Tras el pacto alcanzado por las formaciones conservadoras PP, PAR y Ciudadanos (las dos primeras, las más beligerantes contra la decisión de retirar la escultura), todo hacía indicar que el nuevo Ayuntamiento revocaría lo adoptado por el anterior equipo de Gobierno de izquierdas. No obstante, el nuevo alcalde, el popular Isaac Claver, no quiso tomar ninguna decisión al respecto del expediente hasta tener una notificación del juzgado. Emitida la sentencia, el nuevo alcalde da por terminado este litigio y asegura que obviamente no lo recurrirá como parte demandada.

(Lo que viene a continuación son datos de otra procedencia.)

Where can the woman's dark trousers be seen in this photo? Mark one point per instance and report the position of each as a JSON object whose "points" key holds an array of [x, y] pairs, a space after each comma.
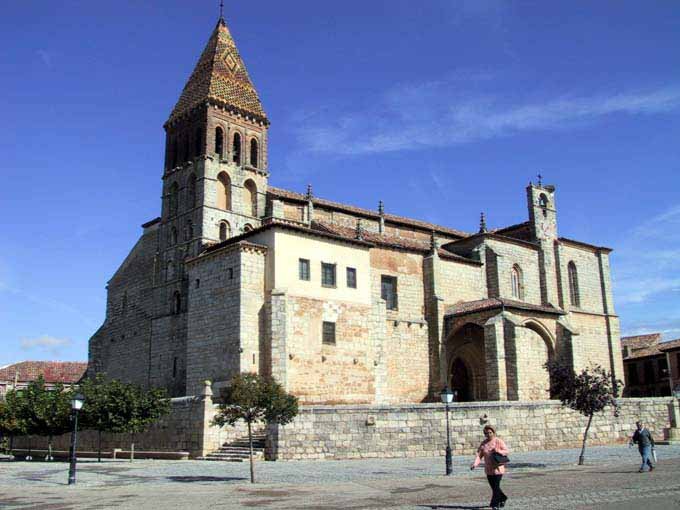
{"points": [[497, 497]]}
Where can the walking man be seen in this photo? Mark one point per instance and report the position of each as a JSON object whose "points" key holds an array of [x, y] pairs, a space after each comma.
{"points": [[643, 438]]}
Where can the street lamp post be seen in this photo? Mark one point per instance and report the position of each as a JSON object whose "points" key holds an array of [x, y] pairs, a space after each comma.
{"points": [[447, 397], [76, 404]]}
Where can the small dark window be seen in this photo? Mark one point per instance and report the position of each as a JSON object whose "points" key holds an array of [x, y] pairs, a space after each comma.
{"points": [[388, 291], [303, 269], [219, 140], [327, 275], [236, 148], [176, 303], [351, 278], [329, 333], [253, 152], [649, 372]]}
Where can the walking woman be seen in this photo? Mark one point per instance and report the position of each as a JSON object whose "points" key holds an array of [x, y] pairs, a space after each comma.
{"points": [[494, 471]]}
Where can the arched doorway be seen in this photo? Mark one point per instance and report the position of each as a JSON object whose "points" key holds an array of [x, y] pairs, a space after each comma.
{"points": [[466, 363], [460, 381]]}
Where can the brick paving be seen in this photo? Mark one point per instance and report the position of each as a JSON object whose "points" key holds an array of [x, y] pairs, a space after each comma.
{"points": [[537, 480]]}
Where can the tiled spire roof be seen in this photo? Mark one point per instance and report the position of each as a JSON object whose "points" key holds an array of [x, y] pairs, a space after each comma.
{"points": [[220, 77]]}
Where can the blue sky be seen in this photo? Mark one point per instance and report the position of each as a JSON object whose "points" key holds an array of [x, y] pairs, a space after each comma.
{"points": [[441, 109]]}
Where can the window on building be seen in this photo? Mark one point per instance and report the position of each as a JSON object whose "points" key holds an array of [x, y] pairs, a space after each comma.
{"points": [[648, 368], [388, 291], [219, 141], [253, 152], [250, 197], [176, 303], [198, 142], [351, 278], [173, 199], [517, 283], [328, 333], [224, 191], [225, 231], [303, 269], [236, 148], [327, 275], [191, 191], [573, 285]]}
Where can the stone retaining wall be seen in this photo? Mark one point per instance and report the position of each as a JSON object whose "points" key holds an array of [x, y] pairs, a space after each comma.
{"points": [[348, 432]]}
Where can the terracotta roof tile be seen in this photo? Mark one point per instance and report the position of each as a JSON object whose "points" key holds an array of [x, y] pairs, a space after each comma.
{"points": [[298, 197], [641, 346], [220, 76], [67, 372], [670, 345], [481, 305]]}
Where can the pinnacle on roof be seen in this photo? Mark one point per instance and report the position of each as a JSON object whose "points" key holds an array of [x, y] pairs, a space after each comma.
{"points": [[220, 77]]}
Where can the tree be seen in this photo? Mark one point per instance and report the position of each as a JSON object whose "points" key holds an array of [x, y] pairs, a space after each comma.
{"points": [[136, 409], [589, 392], [253, 398], [10, 425], [98, 411], [44, 412]]}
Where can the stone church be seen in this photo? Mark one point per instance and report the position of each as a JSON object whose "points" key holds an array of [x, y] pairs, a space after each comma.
{"points": [[340, 304]]}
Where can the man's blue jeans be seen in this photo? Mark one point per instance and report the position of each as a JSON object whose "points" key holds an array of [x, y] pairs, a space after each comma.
{"points": [[646, 453]]}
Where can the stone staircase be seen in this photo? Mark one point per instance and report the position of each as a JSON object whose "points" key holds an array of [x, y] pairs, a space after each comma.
{"points": [[238, 450]]}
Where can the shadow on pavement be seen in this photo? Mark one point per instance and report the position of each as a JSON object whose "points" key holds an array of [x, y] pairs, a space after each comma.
{"points": [[199, 479]]}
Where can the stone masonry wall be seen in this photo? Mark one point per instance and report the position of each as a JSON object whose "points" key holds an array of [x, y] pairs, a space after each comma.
{"points": [[419, 430]]}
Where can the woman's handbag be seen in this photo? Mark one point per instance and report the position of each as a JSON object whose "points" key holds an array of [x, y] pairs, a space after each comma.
{"points": [[499, 458]]}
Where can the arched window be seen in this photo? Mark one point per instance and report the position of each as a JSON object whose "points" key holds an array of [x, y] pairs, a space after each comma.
{"points": [[189, 231], [517, 284], [198, 142], [236, 148], [574, 296], [219, 141], [174, 153], [223, 191], [253, 152], [176, 303], [173, 200], [225, 231], [187, 148], [191, 191], [250, 198]]}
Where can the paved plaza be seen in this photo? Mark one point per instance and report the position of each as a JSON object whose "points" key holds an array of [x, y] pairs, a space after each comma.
{"points": [[537, 480]]}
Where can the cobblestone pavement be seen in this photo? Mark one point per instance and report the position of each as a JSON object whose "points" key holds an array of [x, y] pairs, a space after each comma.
{"points": [[537, 480]]}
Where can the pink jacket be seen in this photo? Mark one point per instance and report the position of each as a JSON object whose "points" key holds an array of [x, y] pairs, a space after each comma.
{"points": [[485, 451]]}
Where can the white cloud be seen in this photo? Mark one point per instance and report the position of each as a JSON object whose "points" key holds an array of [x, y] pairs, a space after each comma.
{"points": [[440, 113], [46, 343]]}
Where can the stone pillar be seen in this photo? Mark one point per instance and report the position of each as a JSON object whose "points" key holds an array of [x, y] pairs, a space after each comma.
{"points": [[279, 336], [494, 348]]}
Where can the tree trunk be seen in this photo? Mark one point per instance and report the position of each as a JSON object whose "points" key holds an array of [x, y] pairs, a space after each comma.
{"points": [[585, 438], [250, 443]]}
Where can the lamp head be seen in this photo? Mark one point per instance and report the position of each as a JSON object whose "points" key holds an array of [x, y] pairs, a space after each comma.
{"points": [[446, 395], [77, 402]]}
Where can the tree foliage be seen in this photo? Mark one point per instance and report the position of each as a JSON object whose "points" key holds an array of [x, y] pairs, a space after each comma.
{"points": [[255, 399], [589, 392]]}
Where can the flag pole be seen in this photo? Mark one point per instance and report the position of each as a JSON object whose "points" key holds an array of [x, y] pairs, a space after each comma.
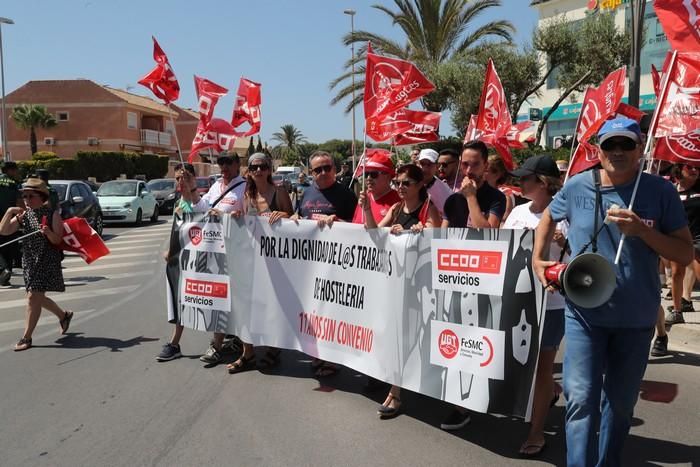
{"points": [[177, 140], [649, 142]]}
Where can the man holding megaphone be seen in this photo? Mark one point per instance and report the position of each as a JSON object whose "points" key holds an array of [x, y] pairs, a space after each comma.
{"points": [[607, 341]]}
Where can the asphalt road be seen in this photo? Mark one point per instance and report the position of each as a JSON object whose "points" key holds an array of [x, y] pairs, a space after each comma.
{"points": [[97, 396]]}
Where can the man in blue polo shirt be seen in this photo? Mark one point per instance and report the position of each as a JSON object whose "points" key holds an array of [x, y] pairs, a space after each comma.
{"points": [[607, 347]]}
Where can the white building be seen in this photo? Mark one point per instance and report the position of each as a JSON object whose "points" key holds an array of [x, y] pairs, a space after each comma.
{"points": [[563, 121]]}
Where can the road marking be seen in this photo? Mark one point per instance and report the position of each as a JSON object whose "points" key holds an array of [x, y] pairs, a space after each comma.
{"points": [[75, 295], [109, 266], [49, 319]]}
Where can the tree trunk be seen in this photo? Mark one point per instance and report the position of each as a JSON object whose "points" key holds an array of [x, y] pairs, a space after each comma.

Claver recuerda que una de sus primeras medidas en el Ayuntamiento fue la de volver a iluminar la escultura, que considera un símbolo de los montisonenses, y criticaba al anterior equipo de Gobierno por querer retirarlo por cuestiones ideológicas.
Por su parte, el abogado Jorge Español, que ha llevado la causa, celebraba el fallo y recordaba que de esta forma correspondía con la ciudad que le concedió el galardón Joaquín Costa hace uno años en materia en la categoría de jurista.
Fuentes de la plataforma ‘Por un castillo con corazón’ celebraban el fallo que llegó ayer. “Sabíamos que teníamos razón pero lo tiene que dar un juez. Lo que dice el juez es que no entra a valorar si hay peligro o no porque no hay un informe claro al respecto. La sentencia dice que es un bien protegido y no se puede actuar alegremente”, afirman.